In this installment of Galactic Destinations, we explore what isn’t there…
Welcome aboard, readers and adventurers, to another installment of Galactic Destinations: your place to get to all the places! Editorial note: all the department heads voted on what our catchphrase should be. No outright winner was determined. “Your place to get to all the places,” received the greatest number of second place votes, so, following our rather politically advanced method of tabulation, a catchphrase that no one wanted, but that no one hates, now follows the name of our periodical. You can learn more about this method of voting by checking out “Condorcet Voting” on your CORETECHS.
Now, back to this installment. I’m research editor, Marvin Gardens. (My proposed catchphrase was, “The place to be, wherever you are!” by the way. Yes, I know it’s better, YOU know it’s better, my husband knows it’s better, our three sons know it’s better and Mavis, the janitor knows it’s betters, but there’s democracy for you.)
Today we’re going to explore a place to which no one has been. We’re going to discuss a settlement, no one has ever called home. We’re going in search of a station that humans sought out even before the Cat befell us all. I’m writing, of course, of the fabled Library of Alexandria, seat of all human knowledge. This space station, one of the earliest set into orbit around Mars is said to have disappeared without a trace over a thousand cycles before the Cat.
Rumors abounded even then and Time has done little to ebb the flow conspiracies. The station imploded without reason; the station was relocated by government forces; the station wandered into a wormhole -better yet, the station never was.
What little is agreed upon is that the Library of Alexandria was a melange of physical and virtual repositories of human history and knowledge. Visualizations depicted giant, cathedral-like rooms wall-to-wall with leather bound volumes, several stories high, encasing labyrinths of bookshelves, the whole over a series of tunnels lined with vaults.
Booksmiths (Old Earth term for someone who created books), lecturers, and scholars mingled with the finest minds the universe had ever seen. The station was not only the library of human knowledge, it was nexus for intellectual engagement, experiment, and advancement.

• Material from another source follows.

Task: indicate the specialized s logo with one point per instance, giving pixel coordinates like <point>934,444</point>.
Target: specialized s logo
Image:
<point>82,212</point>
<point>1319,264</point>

The Library’s disappearance was a catastrophe before the Cat. Many an adventurer has died or gone mad trying to locate the fabled Island of Knowledge. It is rumored that the notorious swashbuckler, Red Jane has a portion of an Old Earth map which contains coordinates to the Library.
Now, dear reader, more than ever, humankind could benefit from the discovery of such a place. Is the Library of Alexandria little more than a treasure-hunter’s fantasy, little more than an Atlantis in space? I, for one still desire to dream, for, in dreaming I may unlock knowledge -a knowledge that might lead us back to brighter days and firmer footing.
Thank you stopping by Intergalactic Destination, where the early bird gets the wormhole (that one should have gotten more votes, but I think the department heads were ill-disposed to selecting a catchphrase that Mavis the janitor came up with).